RFS Blog | by Karl W. Palachuk – Relax Focus Succeed. Learn more at www.relaxfocussucceed.com

Apr/08

30

Smell the Roses — or Pay the Price

My low-maintenance hobby is gardening.

By low-maintenance I mean that I can do it when I feel like it and ignore it when I’ve got other things to do.

Sit down for this statistic. I don’t have a large yard. We’ve been in this house for five years. I’ve spent more than $30,000 to create the yard I want. And the result? My wife and I LOVE our yard.

We go there. We do things in the yard. We have people over. We see humming birds and butterflies almost every day. We have plants that only bloom two weeks out of the year. And we enjoy them for every day of those two weeks.

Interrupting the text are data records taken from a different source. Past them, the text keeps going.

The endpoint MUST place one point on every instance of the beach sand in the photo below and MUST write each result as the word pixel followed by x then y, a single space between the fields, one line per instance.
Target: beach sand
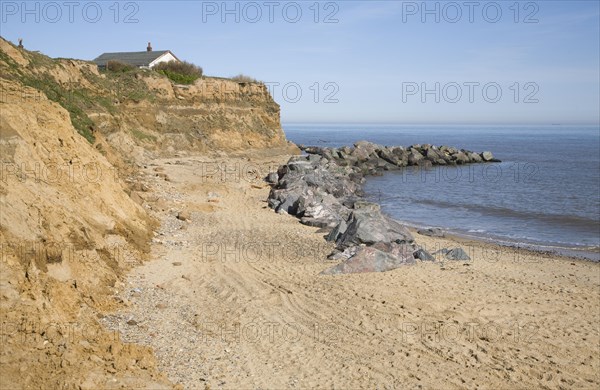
pixel 233 298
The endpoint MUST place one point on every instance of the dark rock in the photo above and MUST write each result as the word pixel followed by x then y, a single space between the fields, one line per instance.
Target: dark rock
pixel 461 158
pixel 414 156
pixel 184 216
pixel 371 259
pixel 454 254
pixel 487 156
pixel 272 178
pixel 423 255
pixel 367 225
pixel 433 232
pixel 474 157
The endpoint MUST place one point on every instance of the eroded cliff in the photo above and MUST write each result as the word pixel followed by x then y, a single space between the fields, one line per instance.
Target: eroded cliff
pixel 70 141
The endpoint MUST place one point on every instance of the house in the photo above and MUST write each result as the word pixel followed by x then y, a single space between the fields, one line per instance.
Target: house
pixel 141 59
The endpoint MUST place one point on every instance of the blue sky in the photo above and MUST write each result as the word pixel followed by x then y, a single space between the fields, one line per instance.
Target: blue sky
pixel 356 61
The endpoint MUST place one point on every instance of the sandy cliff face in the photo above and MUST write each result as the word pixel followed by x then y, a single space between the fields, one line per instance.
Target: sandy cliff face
pixel 70 141
pixel 68 230
pixel 144 109
pixel 212 114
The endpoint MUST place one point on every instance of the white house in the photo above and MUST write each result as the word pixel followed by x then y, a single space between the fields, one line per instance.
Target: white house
pixel 141 59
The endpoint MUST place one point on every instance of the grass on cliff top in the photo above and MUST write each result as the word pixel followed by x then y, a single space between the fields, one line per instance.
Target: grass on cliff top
pixel 180 72
pixel 73 97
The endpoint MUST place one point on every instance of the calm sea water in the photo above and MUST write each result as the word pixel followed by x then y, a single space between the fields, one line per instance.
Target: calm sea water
pixel 545 193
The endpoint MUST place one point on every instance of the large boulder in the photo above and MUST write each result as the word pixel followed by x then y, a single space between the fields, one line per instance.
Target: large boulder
pixel 367 225
pixel 487 156
pixel 454 254
pixel 414 156
pixel 381 258
pixel 431 232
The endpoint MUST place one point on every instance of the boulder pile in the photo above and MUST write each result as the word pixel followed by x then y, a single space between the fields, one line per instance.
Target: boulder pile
pixel 324 189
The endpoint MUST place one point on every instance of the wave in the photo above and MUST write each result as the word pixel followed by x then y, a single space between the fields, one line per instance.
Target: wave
pixel 573 221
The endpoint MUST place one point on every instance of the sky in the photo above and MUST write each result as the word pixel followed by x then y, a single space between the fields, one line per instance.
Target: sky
pixel 410 62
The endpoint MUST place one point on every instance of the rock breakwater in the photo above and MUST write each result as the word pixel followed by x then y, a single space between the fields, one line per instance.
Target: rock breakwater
pixel 324 189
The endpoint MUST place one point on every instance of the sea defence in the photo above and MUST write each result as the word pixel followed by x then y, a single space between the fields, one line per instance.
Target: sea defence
pixel 324 189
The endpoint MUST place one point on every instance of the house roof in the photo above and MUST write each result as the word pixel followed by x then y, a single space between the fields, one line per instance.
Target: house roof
pixel 137 58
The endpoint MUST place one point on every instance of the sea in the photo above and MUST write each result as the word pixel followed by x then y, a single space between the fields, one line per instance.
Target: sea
pixel 544 195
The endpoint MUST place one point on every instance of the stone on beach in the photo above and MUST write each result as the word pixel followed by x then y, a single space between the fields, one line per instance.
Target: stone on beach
pixel 323 189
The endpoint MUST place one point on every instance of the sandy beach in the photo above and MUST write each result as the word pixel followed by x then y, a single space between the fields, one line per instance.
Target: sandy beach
pixel 233 298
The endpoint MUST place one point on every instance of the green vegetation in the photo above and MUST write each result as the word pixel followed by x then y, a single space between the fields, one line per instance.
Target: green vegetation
pixel 73 101
pixel 179 72
pixel 143 136
pixel 119 67
pixel 242 78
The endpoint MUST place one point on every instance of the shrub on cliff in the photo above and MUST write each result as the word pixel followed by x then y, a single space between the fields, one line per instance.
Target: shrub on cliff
pixel 179 72
pixel 118 66
pixel 242 78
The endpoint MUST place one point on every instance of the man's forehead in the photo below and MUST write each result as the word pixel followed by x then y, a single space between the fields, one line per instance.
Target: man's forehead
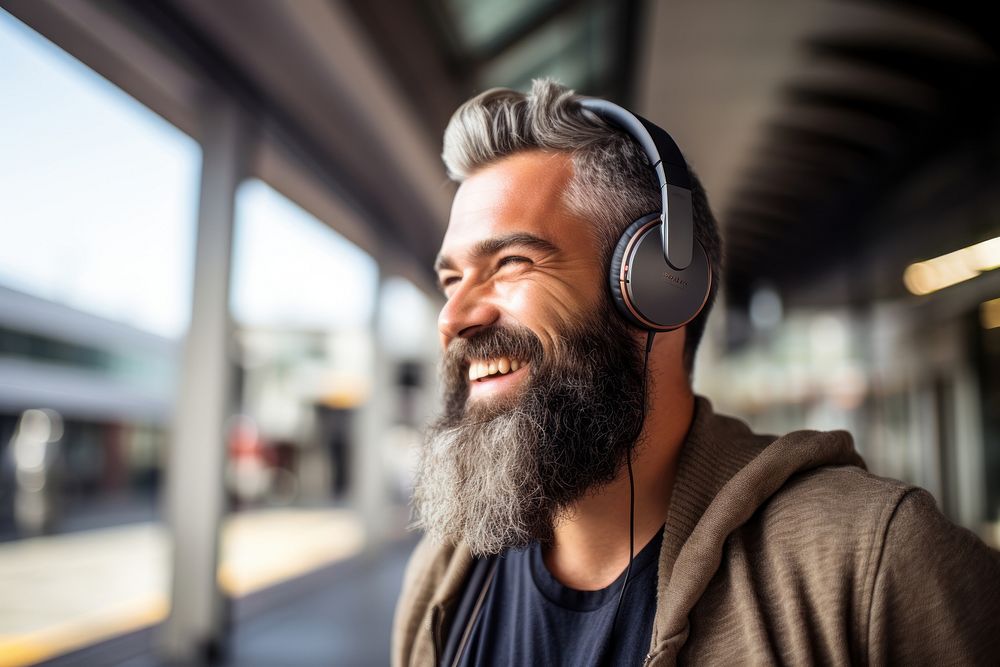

But sometimes we get too busy.

I have two Monster rose bushes. One is an amazing lavender color (guys: that’s a light purple) and the other is a great dark red. There are other roses, but these two are on either side of my weeping ornamental cherry tree. And these roses are almost as big as your head.

I’m not kidding. These are “freakin’ huge” roses. And I let the bushes get to be about six feet tall. So they’re massive and awe-inspiring. People as me whether I’ve fed them steroids or something.

But this year, at the very height of their first bloom, I have been four different cities and run all over the place. I’ve literally been too busy to stop and smell the roses. And I realized this afternoon that the spectacle is beginning to fade. The super explosion is almost over.

And I just about missed it.

The good thing about roses is: They’ll keep blooming. They’ll give me another chance.

Maybe that’s what I like about gardening. I always get another chance.

My daughter’s 16th birthday is this weekend. So I’ll be around for sure. But she’s going to have a bunch of friends over, so I won’t really be welcome to hang out with them all day.

Where will I be? I’ll be pruning the roses and the bottle brush bushes. I’ll refill the bird feeders. And I might replace a couple of straggling plants that bring more irritation than joy.

But I won’t feel left out of the birthday party either. For some miraculous reason, God has given us a daughter who says she loves us — in front of her friends. She talks to us about problems. She schemes with us about jobs and friends and school.

The good news for me is: I can put my attention somewhere else for a few days here and a few days there and my relationship with my daughter will still be good. Just like the garden. I can put my attention somewhere else and it will be fine.

But if I turn my attention away at the wrong time, or for too long? Well, I’ll miss something important.